Magazine Article


Return to Simplicity


In a world with little time and enormous complexities, people are rediscovering the simple pleasures in life. Some are returning to a world where black and white—and all the shades of gray in between—depict the essence of life. Gone are the reds, greens, and blues that often cloak the real story.

San Francisco-based photographer Leslie Corrado has found a highly receptive market with her timeless, monochromatic prints. Her aim, she explains, is to take pictures that her clients will love 30 years from now. "When people come in here and say, 'Ah, this looks just like a picture I have of my mom,'" Corrado says that's exactly what she's aiming for.

A prominent wedding photographer whose simple, candid images evoke another era, Corrado also does significant portrait work with children, couples, and families. Her trademark photographs have appeared in publications such as Martha Stewart Living, "O" Oprah Magazine, Elegant Bride, and San Francisco Bride. In addition, her work has been exhibited in New York, San Francisco, and Florence, Italy.

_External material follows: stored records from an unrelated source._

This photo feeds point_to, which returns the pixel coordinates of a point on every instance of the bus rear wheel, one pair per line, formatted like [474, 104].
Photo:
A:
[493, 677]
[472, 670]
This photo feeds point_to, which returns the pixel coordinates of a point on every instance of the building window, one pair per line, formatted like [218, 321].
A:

Her wedding assignments have taken her all over the United States, from the warm sands of Florida to the sun-drenched island of Hawaii. All her portraits are taken outdoors with natural light and reflectors.

Although rain showers have yet to hinder one of her weddings, Corrado says if the rains came she would simply ask the group to take cover and shoot with whatever illumination remained. "As a wedding photographer you learn to go with the flow," she says. You have to have that mentality."

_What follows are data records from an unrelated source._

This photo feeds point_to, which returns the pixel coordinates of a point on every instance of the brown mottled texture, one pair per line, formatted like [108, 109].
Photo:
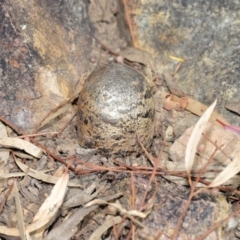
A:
[43, 52]
[115, 104]
[204, 32]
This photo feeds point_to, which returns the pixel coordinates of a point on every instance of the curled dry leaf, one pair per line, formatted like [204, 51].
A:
[4, 153]
[47, 212]
[20, 220]
[61, 232]
[196, 136]
[64, 108]
[22, 145]
[179, 105]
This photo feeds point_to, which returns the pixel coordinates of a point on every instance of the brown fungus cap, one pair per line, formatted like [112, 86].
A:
[114, 106]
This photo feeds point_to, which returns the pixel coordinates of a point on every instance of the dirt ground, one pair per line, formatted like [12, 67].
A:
[102, 177]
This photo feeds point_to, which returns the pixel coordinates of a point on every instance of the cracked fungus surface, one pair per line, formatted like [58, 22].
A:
[114, 106]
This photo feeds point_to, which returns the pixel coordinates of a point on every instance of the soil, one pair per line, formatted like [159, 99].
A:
[108, 41]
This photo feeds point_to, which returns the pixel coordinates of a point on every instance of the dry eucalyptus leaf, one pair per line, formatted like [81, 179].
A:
[196, 136]
[61, 232]
[42, 176]
[20, 220]
[97, 234]
[230, 171]
[54, 201]
[197, 108]
[4, 153]
[234, 107]
[22, 145]
[229, 142]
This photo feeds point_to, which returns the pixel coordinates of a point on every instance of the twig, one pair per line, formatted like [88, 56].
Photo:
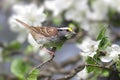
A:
[40, 65]
[102, 67]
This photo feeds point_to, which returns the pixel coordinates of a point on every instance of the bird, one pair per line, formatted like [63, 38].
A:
[45, 35]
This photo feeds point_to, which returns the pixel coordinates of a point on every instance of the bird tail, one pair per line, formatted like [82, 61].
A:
[24, 24]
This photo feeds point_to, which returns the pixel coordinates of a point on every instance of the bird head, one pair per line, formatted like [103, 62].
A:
[65, 31]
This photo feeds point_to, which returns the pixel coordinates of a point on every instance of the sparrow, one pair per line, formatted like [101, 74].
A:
[45, 35]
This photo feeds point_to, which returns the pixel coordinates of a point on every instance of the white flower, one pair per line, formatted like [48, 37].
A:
[82, 75]
[57, 6]
[112, 53]
[88, 47]
[30, 14]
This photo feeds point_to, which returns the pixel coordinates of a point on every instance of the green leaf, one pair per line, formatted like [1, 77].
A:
[19, 68]
[33, 75]
[102, 34]
[104, 43]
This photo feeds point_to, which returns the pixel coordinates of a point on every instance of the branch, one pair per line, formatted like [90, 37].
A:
[52, 53]
[101, 67]
[73, 72]
[40, 65]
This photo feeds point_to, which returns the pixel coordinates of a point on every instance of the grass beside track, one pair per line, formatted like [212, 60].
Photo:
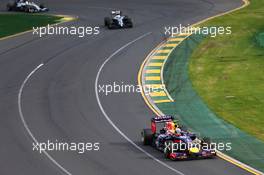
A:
[19, 22]
[228, 71]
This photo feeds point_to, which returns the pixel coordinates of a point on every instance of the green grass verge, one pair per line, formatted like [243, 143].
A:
[15, 23]
[228, 71]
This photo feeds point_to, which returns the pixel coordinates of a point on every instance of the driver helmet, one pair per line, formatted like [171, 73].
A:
[178, 131]
[170, 126]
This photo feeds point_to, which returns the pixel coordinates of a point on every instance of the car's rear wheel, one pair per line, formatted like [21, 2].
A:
[107, 21]
[168, 149]
[9, 7]
[147, 137]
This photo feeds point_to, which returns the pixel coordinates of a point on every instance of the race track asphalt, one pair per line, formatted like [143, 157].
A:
[59, 101]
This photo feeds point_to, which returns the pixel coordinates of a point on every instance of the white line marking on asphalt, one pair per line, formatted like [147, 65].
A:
[25, 123]
[111, 122]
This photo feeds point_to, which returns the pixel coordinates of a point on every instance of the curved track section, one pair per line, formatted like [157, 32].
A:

The absence of artificial light extends to the ceremony, for which she shoots from the back of the chapel without flash. In one photo of a bride and her father walking toward the altar, light poured through the stained-glass windows, and as Corrado snapped the picture, a guest's flash went off, lending extra light and giving the photo an ethereal feel. Serendipity is welcome in this line of work. "Some of my best pictures are mistakes," she says.

For the reception, Corrado will use on-camera flash. Armed with multiple Canon EOS-1vs, she and her two assistants take pictures of everything and everyone—from the romantic first dance to the anxiously awaited cake cutting. At the end of the day, an extraordinary 2,000 to 3,000 images have been taken. Shooting an incredibly high number of pictures ensures a vast selection, Corrado explains.

Her experience in photographing huge events stems from her days covering the social circuit for Town & Country magazine and other publications. From there, she started covering weddings and delved into the business of wedding photography.

"Coming from an artistic background, I knew how to photograph, I just didn't know how to run a wedding business," she says. To learn the particulars, she joined different organizations, attended trade shows on a continual basis, took classes, and networked with other wedding photographers around the country.

Engagement sessions are an important part of the process, explains Corrado, as she uses this time to help the couple get comfortable with being photographed and lets them know what to expect during the wedding.


by Leslie Corrado

1. Remember you're running a business.

2. Be selective about who represents you on the phone and in person. First impressions are hard to change.

3. If your business comes from 100 percent referrals, give it a 100 percent effort.

4. Be careful working for friends. Charge them as clients.

5. Prequalify clients on the phone by discussing prices. It saves everyone time and effort.

6. Don't book weddings on the Internet. You learn so more about people talking to them.

7. Select a high-end lab that doesn't waste your time with errors and redos, and a good local lab where clients can go to pick up contact sheets and quick prints.

8. Target marketing efforts at current clients. Send out mailers several times throughout the year.

9. Let your clients know what worthy causes you feel passionately about and devote your time to.